Eastwood's feature directorial debut would arrive in the form of 1971's "Play Misty For Me," a jazzy hangout psychological thriller by the sea with a star-making performance from Jessica Walter. It's a good first film that lays the groundwork for his laid-back temperament as a filmmaker. Although "High Plains Drifter" is considered Eastwood's sophomore venture, his actual directorial follow-up is a short that, unfortunately, isn't readily available to watch anywhere.
Eastwood directed a documentary short for Don Siegel's The Beguiled
In the same year that Eastwood kicked off his directorial career, he also starred in his third collaboration with Don Siegel in "The Beguiled." Based on Thomas P. Cullinan's 1966 novel "A Painted Devil," the film is a lurid southern gothic psychosexual thriller in which Eastwood plays a wounded Union soldier named John McBurney, who shacks up in a Mississippi seminary school for young women while he heals from his injuries. The walking patriarchal menace transforms the house into a sweltering frenzy in his wooing of multiple girls, unaware of the consequences he hath wrought upon himself. You may remember that Sofia Coppola directed a stellar re-imagining of the controversial story back in 2017 that flips the story's perspective.
Coinciding with the release of Siegel's version, however, is a 12 minute documentary short that Eastwood directed entitled "The Beguiled: The Storyteller." There is shockingly very little information about it, barring the brief recollection of folks who have been lucky enough to see it. The rare short was never commercially released, which is strange considering it's something you would want out there to either promote the film or include as a nifty bonus feature on home media releases. One Letterboxd user claims to have seen it with a 35mm print of "Coogan's Bluff," Siegel and Eastwood's first collaboration, with the Chicago Film Society, describing it as a making-of featurette. The only reason we really know it exists in some form is a singular image of Eastwood holding what appears to be the film's script.
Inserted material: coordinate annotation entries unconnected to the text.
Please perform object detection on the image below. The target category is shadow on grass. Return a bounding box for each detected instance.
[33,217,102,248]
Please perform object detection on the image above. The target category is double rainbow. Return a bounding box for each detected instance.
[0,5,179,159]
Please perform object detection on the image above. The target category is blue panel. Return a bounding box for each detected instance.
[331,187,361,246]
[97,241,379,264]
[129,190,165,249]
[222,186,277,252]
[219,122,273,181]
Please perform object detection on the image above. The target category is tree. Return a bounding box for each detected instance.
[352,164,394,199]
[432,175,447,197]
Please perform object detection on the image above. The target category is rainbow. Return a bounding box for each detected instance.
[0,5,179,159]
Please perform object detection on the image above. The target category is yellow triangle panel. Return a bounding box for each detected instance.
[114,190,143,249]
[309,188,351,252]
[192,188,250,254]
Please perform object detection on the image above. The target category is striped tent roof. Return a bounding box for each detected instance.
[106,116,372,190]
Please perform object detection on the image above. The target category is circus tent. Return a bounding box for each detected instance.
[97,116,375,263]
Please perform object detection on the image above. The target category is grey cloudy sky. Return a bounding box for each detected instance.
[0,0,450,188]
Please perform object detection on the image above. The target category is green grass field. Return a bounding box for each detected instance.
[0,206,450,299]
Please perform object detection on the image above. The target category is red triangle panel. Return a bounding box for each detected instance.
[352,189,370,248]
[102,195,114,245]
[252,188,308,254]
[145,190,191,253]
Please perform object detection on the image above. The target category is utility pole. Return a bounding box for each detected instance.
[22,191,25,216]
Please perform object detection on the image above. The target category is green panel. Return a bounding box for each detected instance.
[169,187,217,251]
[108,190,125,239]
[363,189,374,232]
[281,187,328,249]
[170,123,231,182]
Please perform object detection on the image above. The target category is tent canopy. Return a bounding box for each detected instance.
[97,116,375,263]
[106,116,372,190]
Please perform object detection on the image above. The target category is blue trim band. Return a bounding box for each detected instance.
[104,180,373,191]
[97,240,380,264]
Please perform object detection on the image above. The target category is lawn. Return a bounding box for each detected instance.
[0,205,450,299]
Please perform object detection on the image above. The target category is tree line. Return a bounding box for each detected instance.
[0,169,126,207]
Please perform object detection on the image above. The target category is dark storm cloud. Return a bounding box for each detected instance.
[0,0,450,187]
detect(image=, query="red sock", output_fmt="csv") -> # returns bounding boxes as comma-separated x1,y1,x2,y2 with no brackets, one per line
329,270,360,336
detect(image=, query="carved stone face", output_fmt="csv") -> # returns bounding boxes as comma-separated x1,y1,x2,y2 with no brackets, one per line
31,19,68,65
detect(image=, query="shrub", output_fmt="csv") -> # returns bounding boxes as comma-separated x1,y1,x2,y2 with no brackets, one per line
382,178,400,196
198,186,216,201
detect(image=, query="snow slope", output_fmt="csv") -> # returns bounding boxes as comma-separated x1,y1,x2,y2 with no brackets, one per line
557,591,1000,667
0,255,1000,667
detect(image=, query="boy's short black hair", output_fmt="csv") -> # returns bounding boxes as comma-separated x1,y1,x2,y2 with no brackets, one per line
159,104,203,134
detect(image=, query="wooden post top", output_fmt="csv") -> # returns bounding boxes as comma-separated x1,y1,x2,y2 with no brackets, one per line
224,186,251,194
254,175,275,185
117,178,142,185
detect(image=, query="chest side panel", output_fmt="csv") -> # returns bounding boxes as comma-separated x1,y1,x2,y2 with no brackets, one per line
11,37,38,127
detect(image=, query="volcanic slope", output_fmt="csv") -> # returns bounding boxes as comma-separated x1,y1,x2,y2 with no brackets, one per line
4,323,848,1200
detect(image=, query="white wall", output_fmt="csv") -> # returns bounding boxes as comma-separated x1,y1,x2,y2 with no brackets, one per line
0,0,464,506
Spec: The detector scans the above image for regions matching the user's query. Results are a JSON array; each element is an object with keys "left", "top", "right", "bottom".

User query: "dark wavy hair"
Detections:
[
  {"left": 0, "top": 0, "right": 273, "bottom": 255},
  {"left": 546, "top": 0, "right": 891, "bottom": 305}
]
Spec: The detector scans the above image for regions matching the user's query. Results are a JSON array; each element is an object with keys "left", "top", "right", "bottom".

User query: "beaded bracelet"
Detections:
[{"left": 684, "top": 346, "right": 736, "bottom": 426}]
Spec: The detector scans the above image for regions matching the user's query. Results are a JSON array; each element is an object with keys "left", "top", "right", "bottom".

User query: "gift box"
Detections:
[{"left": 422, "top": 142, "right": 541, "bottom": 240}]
"The Storyteller" is a notable piece of Eastwood history because he very rarely directed anything that wasn't a feature film. The only exceptions to this are an episode of Steven Spielberg's "Amazing Stories," the finale of Martin Scorsese's "The Blues" documentary miniseries on PBS, and the Diana Krall "Why Should I Care" music video. You can find most of Eastwood's work through streaming, PVOD or physical media, but it's frustrating that there's this one blindspot that ever so rarely pops out, if at all. Not even the Kino Lorber blu-ray from a few years back has it. Here's hoping Universal finds a way to get it out in the world someday.
"The Beguiled" is currently streaming on Prime Video.